Summary

La diferenciación condrogénica de inducción de las células madre derivadas de tejido adiposo por la gravedad centrífuga

Published: February 24, 2017
doi:

Summary

Mechanical stress can induce the chondrogenic differentiation of stem cells, providing a potential therapeutic approach for the repair of impaired cartilage. We present a protocol to induce the chondrogenic differentiation of adipose-derived stem cells (ASCs) using centrifugal gravity (CG). CG-induced upregulation of SOX9 results in the development of chondrogenic phenotypes.

Abstract

Impaired cartilage cannot heal naturally. Currently, the most advanced therapy for defects in cartilage is the transplantation of chondrocytes differentiated from stem cells using cytokines. Unfortunately, cytokine-induced chondrogenic differentiation is costly, time-consuming, and associated with a high risk of contamination during in vitro differentiation. However, biomechanical stimuli also serve as crucial regulatory factors for chondrogenesis. For example, mechanical stress can induce chondrogenic differentiation of stem cells, suggesting a potential therapeutic approach for the repair of impaired cartilage. In this study, we demonstrated that centrifugal gravity (CG, 2,400 × g), a mechanical stress easily applied by centrifugation, induced the upregulation of sex determining region Y (SRY)-box 9 (SOX9) in adipose-derived stem cells (ASCs), causing them to express chondrogenic phenotypes. The centrifuged ASCs expressed higher levels of chondrogenic differentiation markers, such as aggrecan (ACAN), collagen type 2 alpha 1 (COL2A1), and collagen type 1 (COL1), but lower levels of collagen type 10 (COL10), a marker of hypertrophic chondrocytes. In addition, chondrogenic aggregate formation, a prerequisite for chondrogenesis, was observed in centrifuged ASCs.

Introduction

Los defectos en el cartílago articular no se curan de forma natural.

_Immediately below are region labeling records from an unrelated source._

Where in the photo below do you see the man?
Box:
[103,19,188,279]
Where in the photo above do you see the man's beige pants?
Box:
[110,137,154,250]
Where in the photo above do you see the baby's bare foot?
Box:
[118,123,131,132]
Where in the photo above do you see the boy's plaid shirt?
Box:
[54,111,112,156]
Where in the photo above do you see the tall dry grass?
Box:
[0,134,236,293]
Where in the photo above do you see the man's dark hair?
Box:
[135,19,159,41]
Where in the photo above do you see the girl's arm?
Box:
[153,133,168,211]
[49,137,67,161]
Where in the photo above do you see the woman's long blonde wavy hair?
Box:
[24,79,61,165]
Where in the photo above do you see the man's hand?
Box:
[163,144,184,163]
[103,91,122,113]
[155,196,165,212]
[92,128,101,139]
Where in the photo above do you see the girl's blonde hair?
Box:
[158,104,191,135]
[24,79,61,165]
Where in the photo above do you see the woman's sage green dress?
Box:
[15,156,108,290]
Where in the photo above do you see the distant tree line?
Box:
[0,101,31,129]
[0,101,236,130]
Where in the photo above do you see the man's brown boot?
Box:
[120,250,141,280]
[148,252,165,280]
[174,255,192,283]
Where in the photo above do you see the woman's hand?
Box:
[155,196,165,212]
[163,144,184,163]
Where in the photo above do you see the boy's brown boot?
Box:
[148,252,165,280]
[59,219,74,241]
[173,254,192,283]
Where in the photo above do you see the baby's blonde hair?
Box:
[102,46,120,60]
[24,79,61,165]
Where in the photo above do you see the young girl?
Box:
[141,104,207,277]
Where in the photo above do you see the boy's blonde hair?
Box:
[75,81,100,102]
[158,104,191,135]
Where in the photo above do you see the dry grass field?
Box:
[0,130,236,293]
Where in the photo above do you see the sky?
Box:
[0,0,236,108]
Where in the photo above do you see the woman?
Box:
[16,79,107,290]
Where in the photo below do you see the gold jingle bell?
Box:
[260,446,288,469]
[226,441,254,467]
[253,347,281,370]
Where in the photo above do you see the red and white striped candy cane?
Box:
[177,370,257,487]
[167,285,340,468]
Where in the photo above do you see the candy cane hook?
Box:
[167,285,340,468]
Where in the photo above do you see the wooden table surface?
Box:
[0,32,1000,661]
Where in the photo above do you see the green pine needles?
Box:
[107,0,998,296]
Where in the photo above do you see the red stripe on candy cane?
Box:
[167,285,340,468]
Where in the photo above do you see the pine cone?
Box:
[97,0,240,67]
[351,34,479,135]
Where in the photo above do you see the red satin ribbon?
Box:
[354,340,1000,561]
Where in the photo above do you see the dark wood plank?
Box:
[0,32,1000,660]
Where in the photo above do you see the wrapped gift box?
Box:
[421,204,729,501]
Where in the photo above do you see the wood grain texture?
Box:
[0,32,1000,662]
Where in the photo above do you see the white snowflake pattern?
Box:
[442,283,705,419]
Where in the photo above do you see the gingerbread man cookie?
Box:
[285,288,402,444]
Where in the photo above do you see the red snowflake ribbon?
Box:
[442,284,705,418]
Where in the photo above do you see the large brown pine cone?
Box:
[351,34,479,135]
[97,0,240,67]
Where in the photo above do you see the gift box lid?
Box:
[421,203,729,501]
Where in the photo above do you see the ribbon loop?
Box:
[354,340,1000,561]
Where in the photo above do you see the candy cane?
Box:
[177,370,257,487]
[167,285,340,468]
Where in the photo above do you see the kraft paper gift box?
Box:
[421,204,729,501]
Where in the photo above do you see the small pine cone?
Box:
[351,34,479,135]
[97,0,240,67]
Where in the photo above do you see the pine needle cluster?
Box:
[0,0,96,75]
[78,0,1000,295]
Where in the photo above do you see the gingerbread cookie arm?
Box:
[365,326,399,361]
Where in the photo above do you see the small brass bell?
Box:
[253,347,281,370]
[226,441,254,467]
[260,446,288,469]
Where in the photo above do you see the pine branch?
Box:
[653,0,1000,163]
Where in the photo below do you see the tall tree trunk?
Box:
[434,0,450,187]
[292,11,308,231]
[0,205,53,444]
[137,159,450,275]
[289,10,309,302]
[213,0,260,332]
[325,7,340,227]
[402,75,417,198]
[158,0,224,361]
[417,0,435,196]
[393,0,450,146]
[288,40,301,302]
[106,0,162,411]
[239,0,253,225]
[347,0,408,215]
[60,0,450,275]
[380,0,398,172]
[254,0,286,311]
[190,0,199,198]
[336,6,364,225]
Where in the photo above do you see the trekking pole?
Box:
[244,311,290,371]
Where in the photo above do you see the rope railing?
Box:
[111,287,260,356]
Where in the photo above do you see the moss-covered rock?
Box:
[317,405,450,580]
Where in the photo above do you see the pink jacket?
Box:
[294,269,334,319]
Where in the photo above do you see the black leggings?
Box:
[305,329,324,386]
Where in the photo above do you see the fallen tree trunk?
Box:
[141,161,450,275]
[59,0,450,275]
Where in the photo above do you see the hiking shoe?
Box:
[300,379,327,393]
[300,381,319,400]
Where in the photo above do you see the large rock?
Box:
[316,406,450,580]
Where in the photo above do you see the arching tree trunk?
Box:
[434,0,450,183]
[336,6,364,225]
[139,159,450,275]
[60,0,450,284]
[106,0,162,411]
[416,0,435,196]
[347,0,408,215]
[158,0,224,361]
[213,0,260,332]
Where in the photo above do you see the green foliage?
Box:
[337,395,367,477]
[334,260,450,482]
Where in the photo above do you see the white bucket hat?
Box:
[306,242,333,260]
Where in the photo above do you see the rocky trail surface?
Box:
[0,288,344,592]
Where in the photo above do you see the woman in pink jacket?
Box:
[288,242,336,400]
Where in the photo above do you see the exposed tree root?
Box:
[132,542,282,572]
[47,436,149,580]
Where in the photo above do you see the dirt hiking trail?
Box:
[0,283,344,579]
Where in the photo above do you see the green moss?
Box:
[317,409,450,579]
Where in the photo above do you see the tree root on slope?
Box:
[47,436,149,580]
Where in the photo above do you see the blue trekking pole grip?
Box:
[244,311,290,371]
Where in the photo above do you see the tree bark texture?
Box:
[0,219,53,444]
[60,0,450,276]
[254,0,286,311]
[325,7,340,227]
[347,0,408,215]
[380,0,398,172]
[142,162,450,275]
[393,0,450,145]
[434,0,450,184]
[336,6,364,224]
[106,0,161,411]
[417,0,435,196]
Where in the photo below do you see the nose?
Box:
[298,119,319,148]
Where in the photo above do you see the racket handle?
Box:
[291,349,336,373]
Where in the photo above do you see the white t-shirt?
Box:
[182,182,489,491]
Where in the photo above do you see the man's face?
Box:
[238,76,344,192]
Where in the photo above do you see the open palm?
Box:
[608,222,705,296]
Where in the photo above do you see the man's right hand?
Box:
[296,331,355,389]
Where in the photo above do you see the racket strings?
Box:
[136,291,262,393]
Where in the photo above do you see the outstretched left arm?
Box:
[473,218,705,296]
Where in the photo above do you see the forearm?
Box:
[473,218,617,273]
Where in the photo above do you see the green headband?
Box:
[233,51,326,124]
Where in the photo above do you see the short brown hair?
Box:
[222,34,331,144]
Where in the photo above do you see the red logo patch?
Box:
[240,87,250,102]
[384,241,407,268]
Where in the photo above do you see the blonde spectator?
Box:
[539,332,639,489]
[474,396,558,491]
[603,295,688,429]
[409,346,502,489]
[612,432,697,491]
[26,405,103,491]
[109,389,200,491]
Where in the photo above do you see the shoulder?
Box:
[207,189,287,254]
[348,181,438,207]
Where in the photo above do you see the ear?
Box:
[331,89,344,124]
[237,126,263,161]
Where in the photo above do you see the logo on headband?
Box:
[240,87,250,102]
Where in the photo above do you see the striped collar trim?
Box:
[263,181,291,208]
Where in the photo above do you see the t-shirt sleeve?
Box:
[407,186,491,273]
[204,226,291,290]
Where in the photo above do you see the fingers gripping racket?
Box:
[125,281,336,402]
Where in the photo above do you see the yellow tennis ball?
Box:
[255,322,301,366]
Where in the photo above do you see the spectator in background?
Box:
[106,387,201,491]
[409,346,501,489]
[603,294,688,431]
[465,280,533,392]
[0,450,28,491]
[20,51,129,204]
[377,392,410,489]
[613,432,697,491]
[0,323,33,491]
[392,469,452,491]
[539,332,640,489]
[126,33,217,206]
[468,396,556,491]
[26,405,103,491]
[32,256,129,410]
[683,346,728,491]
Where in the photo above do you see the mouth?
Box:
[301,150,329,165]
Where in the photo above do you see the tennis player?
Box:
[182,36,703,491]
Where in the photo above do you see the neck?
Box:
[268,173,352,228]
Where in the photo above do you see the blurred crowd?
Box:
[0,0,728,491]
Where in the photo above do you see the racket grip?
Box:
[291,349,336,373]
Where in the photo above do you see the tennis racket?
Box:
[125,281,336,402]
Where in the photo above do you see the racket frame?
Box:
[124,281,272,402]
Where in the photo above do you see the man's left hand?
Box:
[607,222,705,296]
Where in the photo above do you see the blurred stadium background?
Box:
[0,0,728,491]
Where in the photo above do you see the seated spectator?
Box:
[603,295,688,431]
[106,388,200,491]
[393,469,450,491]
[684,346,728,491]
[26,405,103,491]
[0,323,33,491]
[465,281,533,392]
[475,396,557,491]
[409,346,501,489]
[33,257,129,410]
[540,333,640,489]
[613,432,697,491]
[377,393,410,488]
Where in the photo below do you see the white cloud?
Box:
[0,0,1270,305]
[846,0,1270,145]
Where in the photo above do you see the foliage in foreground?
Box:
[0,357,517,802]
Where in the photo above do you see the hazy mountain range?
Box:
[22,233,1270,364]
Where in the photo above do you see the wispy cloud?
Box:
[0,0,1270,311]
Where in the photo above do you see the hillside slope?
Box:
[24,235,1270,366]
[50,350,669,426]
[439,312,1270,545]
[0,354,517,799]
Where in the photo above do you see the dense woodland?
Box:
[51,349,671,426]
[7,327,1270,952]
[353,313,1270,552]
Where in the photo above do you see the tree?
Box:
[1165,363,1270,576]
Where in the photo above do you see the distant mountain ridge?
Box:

En consecuencia, trasplante de células madre ha sido propuesta como un enfoque prometedor para la reparación de cartílago deteriorado. Sin embargo, este método requiere tanto la adquisición de un número suficiente de células madre y la inducción de estas células a someterse a la diferenciación condrogénica. La médula ósea (BM) se ha usado ampliamente como una fuente de células madre, pero el aislamiento de células de BM tiene dos desventajas principales: invasión y de rendimiento insuficiente. Debido a su facilidad de adquisición, el tejido adiposo es una fuente preferida de células madre. Estudios previos demostraron la factibilidad de aislamiento de células madre a partir de tejido adiposo y la inducción de la diferenciación condrogénica en estas células por medio de citocinas, tales como TGF-β1 1, 2. Estos métodos son eficaces, pero caro.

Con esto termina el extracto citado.